Fermat's Little Theorem

Subjects: Elementary Number Theory
Links: Integers modulo n, Prime Numbers

Lemma: Let $p$ be a prime an $0 \leq k < p$ , then $$ {p\choose k} \equiv 0 \pmod p $$

Fermat’s Little Theorem

Let $p$ be a prime number, and $gcd (a, p) = 1$ , then

a^{p - 1} \equiv 1 (\mod p)

Cor: Let $p$ be a prime number, then for any $a$

a^{p} \equiv a (\mod p)

Lemma: If $p$ and $q$ are distinct primes with $a^{p} \equiv a (\mod q)$ and $a^{q} \equiv a (\mod p)$ , then

a^{p q} \equiv a (\mod p)

Def: If $n$ is a composite number is called pseudoprime if $n ∣ 2^{n} - 2$ . This is important because a Chinese mathematician thought that $n$ is prime iff $n ∣ 2^{n} - 2$ .

Th: If $n$ is an odd pseudoprime, then $M_{n} = 2^{n} - 1$ is a larger one.
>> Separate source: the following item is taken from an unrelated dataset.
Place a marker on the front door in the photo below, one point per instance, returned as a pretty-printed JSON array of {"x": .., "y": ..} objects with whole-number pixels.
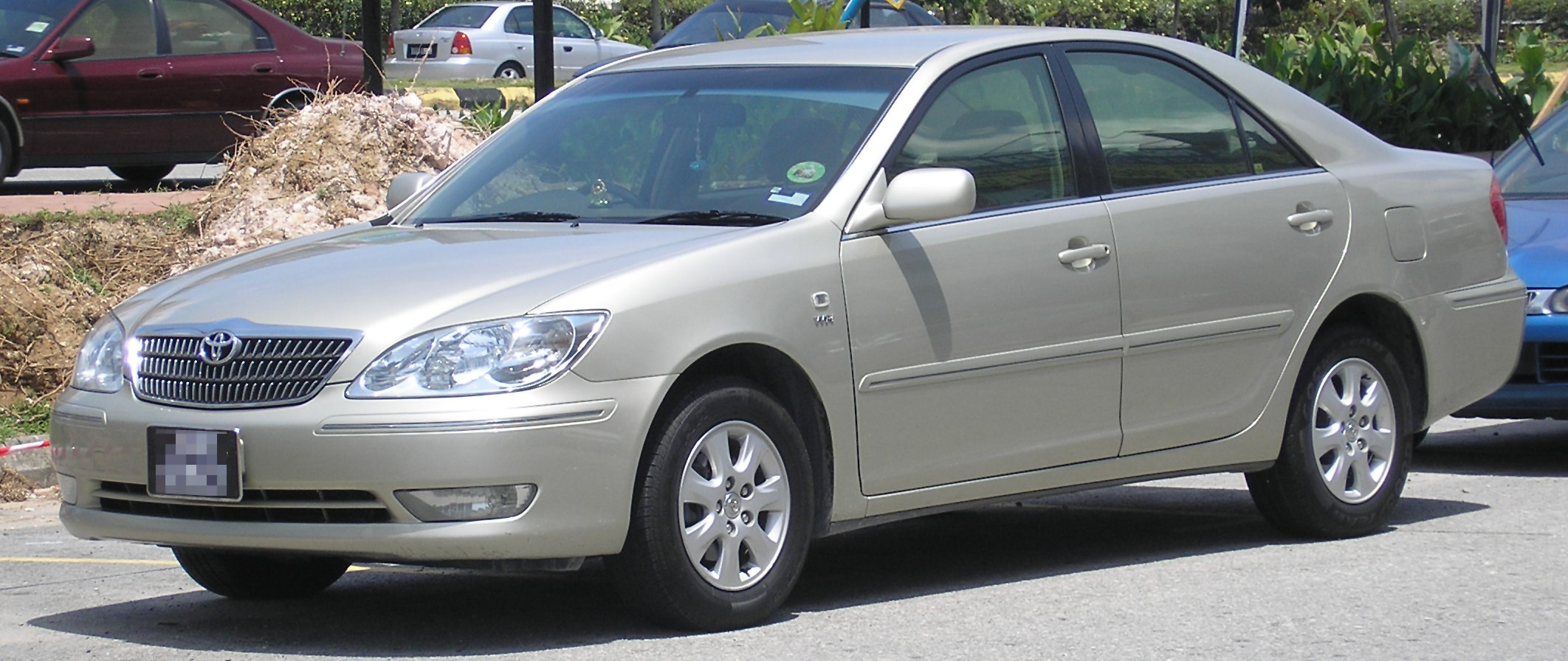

Def: Expanding the definition of pseudoprimes, a composite number $n$ for which $a^{n} \equiv a (\mod n)$ is called a pseudoprime to the base $a$ , when $a = 2$ , it is just called a pseudoprime.

Def: If $n$ is a pseudoprime for all to every base $a$ , meaning $a^{n} \equiv a (\mod n)$ , are called an absolute pseudoprime or a Carmichael number.

Th: Let $n$ be a composite square-free integer, say $n = p_{1} p_{2} \dots p_{r}$ , where $p_{i}$ distinct primes. If $p_{i} - 1 ∣ n - 1$ , for $i = 1, 2, \dots, r$ , then $n$ is an absolute pseudoprime.